UPDATE: The hearing scheduled to get underway Thursday was delayed. During a brief court appearance, dates discussed for returning the matter to court included July 23 and 24, or Aug. 25-26.

The petition from the developers of the proposed Lady Alexandra building filed against the City of White Rock is being heard at B.C. Supreme Court in Vancouver.

The proceedings were scheduled to begin on Thursday and continue today (July 19).

Calgary-based firm G.S.R. Capital filed the petition after councillors approved contentious OCP and zoning amendments for 1310 Johnston Rd.

READ MORE: Lady Alexandra developers and City of White Rock to meet in court

In March, council voted 5-2 to approve the bylaw, which resulted in down-zoning of 1310 Johnston Rd. to a height of six storeys from the originally planned 12 storeys.

Voting against the amendment were Couns. Helen Fathers and Anthony Manning.

The mixed-use luxury residential and retail building planned for the current site of Leela Thai Restaurant and other businesses was approved for a development permit at a height of 12 storeys, but the project did not receive a building permit for 12 storeys, which allowed council’s re-examination of the project.

The petition to the court seeks, among other items, a declaration that G.S.R. Capital Group is entitled to proceed with a 12-storey development at 1310 Johnston Rd.; that an order be made to the city to quash a number of Official Community Plan and zoning bylaws, including bylaw 2289, which serves as a guideline for building heights on the 1300-block of Johnston Road; and that the city pay costs to the developer.

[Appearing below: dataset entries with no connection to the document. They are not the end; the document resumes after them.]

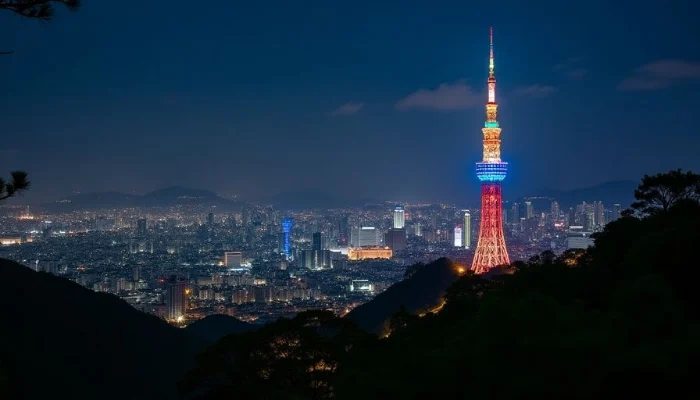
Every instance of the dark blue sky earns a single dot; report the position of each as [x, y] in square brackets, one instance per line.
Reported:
[361, 99]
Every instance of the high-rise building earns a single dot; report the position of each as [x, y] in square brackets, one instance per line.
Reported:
[317, 241]
[316, 259]
[555, 209]
[141, 227]
[233, 259]
[399, 217]
[176, 299]
[515, 213]
[396, 239]
[467, 230]
[285, 245]
[491, 171]
[365, 236]
[210, 219]
[458, 236]
[529, 210]
[599, 210]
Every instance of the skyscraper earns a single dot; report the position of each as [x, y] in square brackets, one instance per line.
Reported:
[286, 233]
[529, 210]
[176, 299]
[141, 227]
[399, 217]
[491, 171]
[467, 230]
[317, 241]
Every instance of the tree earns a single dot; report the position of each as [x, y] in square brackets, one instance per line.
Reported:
[18, 184]
[662, 191]
[37, 9]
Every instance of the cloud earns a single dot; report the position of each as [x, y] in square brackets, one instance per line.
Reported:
[661, 74]
[536, 90]
[571, 68]
[446, 97]
[348, 108]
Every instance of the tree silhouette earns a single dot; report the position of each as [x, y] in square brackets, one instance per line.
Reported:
[660, 192]
[18, 184]
[43, 10]
[37, 9]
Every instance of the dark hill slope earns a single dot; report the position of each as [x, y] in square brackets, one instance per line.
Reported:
[422, 290]
[214, 327]
[62, 340]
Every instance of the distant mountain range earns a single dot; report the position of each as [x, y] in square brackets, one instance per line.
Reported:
[621, 192]
[312, 199]
[170, 196]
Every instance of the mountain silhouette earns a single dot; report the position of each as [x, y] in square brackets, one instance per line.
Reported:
[421, 291]
[214, 327]
[62, 340]
[166, 197]
[620, 192]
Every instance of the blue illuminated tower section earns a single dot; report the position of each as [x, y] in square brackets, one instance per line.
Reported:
[286, 232]
[491, 171]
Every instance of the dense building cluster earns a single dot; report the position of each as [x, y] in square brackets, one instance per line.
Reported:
[258, 263]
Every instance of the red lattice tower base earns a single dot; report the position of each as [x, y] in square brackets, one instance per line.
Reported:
[491, 248]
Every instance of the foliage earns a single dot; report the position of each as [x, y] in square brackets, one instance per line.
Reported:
[620, 319]
[37, 9]
[660, 192]
[18, 184]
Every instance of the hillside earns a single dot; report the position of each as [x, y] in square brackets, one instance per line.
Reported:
[422, 290]
[62, 340]
[214, 327]
[166, 197]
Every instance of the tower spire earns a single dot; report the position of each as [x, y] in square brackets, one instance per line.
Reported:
[491, 72]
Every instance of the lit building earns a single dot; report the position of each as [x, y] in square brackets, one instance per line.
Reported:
[529, 210]
[176, 299]
[361, 285]
[399, 217]
[458, 236]
[369, 253]
[141, 227]
[578, 238]
[285, 245]
[233, 259]
[316, 259]
[467, 230]
[395, 239]
[491, 247]
[365, 236]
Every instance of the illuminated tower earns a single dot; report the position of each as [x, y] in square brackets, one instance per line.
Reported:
[491, 171]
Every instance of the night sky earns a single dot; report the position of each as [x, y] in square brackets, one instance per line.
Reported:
[359, 99]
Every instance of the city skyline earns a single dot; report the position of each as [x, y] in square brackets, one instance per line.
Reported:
[191, 110]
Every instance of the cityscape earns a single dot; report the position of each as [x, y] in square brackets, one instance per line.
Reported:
[183, 263]
[338, 201]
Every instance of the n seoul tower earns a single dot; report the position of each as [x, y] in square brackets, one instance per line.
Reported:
[491, 171]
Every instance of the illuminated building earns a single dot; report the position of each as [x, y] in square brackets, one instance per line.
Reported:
[233, 259]
[361, 285]
[365, 236]
[176, 299]
[6, 241]
[491, 171]
[458, 236]
[369, 253]
[399, 217]
[529, 210]
[141, 227]
[467, 230]
[316, 259]
[286, 232]
[396, 239]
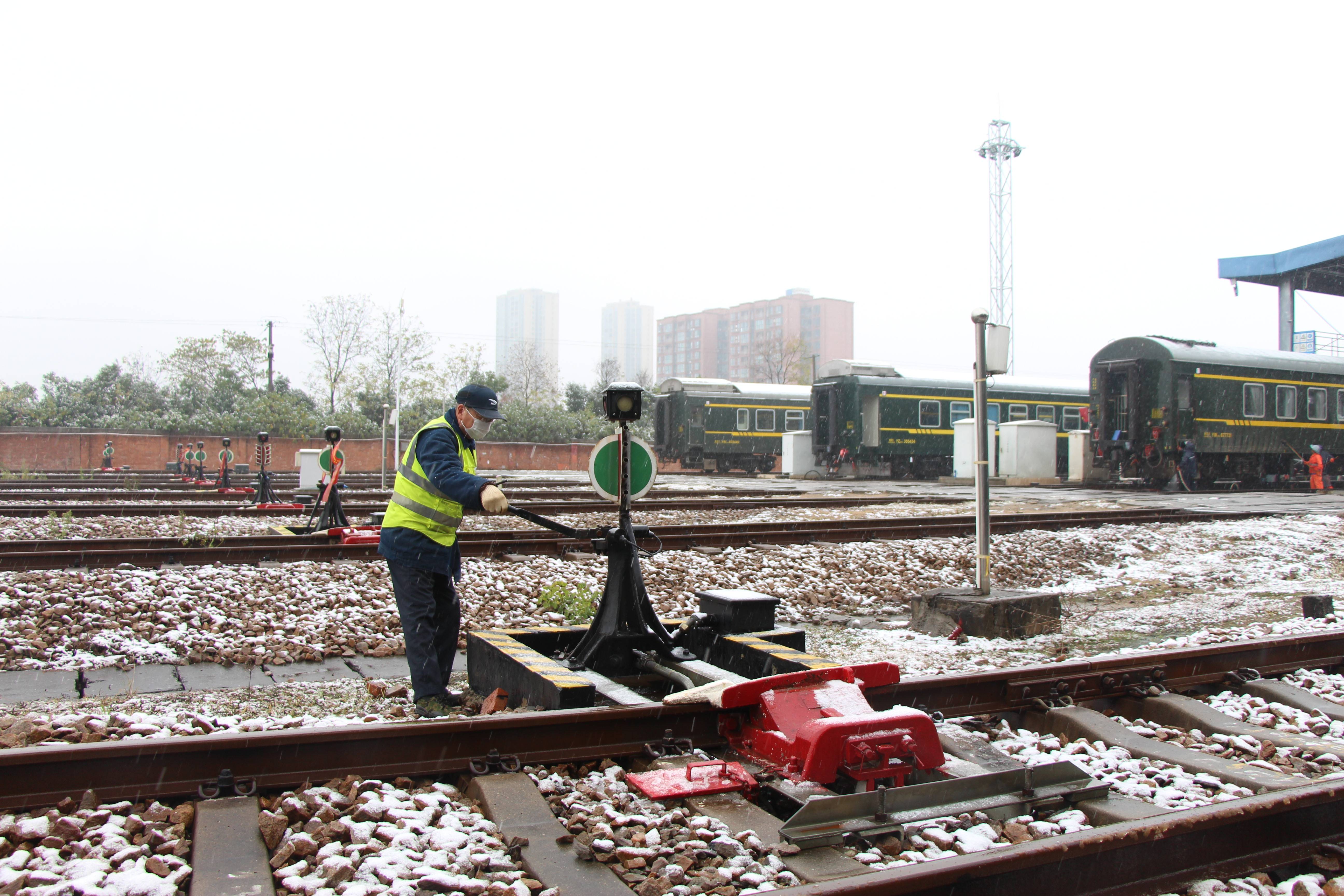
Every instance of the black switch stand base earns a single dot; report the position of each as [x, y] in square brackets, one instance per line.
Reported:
[626, 620]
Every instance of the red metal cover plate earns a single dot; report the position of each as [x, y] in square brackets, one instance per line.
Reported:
[695, 780]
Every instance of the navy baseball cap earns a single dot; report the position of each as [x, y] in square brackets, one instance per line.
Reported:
[480, 400]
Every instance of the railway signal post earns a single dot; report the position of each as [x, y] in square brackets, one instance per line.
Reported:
[565, 667]
[983, 610]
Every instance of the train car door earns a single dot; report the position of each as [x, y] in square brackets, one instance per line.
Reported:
[871, 421]
[1117, 404]
[824, 413]
[1185, 410]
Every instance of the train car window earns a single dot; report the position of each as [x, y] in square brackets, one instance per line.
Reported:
[1253, 400]
[1318, 406]
[930, 414]
[1183, 394]
[1285, 402]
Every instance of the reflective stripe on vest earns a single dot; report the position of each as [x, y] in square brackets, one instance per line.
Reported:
[416, 503]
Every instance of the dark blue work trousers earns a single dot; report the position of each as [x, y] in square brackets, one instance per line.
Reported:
[431, 619]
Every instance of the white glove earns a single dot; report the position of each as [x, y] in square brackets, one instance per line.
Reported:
[494, 500]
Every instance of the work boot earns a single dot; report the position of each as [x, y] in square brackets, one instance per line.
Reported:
[437, 706]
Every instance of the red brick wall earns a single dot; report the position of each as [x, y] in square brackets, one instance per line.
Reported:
[74, 451]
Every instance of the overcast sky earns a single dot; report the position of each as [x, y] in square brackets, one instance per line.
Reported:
[167, 170]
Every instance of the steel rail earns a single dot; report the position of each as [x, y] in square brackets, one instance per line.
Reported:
[156, 553]
[279, 758]
[354, 506]
[1156, 855]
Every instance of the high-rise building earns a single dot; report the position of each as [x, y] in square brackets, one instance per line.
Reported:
[767, 342]
[628, 338]
[527, 318]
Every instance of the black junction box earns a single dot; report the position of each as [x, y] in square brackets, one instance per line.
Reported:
[738, 610]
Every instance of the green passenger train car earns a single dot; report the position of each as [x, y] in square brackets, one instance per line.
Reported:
[876, 422]
[720, 425]
[1250, 413]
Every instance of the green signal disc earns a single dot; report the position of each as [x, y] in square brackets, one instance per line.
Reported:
[605, 468]
[324, 460]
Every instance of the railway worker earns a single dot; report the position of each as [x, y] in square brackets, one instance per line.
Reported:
[436, 484]
[1316, 468]
[1327, 459]
[1189, 467]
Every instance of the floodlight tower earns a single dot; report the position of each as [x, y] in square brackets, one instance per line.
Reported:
[999, 151]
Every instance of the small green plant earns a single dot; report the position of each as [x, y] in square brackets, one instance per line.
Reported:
[60, 526]
[576, 602]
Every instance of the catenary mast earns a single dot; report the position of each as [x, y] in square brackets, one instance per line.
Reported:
[999, 151]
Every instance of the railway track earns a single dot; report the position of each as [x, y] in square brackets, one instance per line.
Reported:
[354, 506]
[708, 538]
[1290, 821]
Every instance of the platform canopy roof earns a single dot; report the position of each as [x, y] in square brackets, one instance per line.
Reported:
[1318, 268]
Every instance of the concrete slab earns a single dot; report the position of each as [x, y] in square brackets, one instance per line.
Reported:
[229, 856]
[37, 684]
[112, 683]
[328, 669]
[212, 676]
[1000, 614]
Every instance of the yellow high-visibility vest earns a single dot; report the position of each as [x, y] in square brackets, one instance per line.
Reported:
[416, 504]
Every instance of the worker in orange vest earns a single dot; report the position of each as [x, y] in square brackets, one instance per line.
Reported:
[1316, 467]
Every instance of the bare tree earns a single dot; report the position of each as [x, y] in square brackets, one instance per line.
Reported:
[531, 375]
[338, 330]
[777, 359]
[608, 371]
[401, 356]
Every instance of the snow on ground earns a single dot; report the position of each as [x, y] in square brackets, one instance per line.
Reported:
[362, 837]
[1127, 587]
[1151, 781]
[1263, 884]
[1323, 762]
[99, 848]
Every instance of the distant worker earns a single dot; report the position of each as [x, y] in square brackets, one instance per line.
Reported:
[436, 484]
[1316, 469]
[1189, 467]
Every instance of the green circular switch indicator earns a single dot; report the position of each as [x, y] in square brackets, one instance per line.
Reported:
[605, 468]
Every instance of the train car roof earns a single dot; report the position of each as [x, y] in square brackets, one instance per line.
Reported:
[1163, 348]
[760, 390]
[996, 383]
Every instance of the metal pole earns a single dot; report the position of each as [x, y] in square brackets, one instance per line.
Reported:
[626, 475]
[1287, 313]
[980, 319]
[382, 481]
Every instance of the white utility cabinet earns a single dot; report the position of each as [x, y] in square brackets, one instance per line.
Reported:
[310, 469]
[1027, 449]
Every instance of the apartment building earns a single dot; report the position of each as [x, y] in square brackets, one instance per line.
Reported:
[771, 340]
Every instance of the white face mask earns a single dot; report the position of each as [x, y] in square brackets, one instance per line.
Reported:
[479, 428]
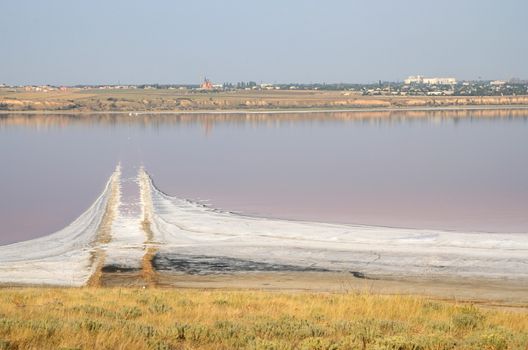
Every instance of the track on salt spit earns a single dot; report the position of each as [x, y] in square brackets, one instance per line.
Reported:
[107, 245]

Among other items, the petition filed by G.S.R. alleges that the city breached an obligation of procedural fairness.

“That is clearly not the case,” the city’s response says.

In its response to the petition, the city cites section 463 of the Local Government Act, which allows a municipal government to withhold a building permit for 30 days if it passes a resolution identifying a conflict between a development proposed in the application for a building permit and an official community plan that is “under preparation.”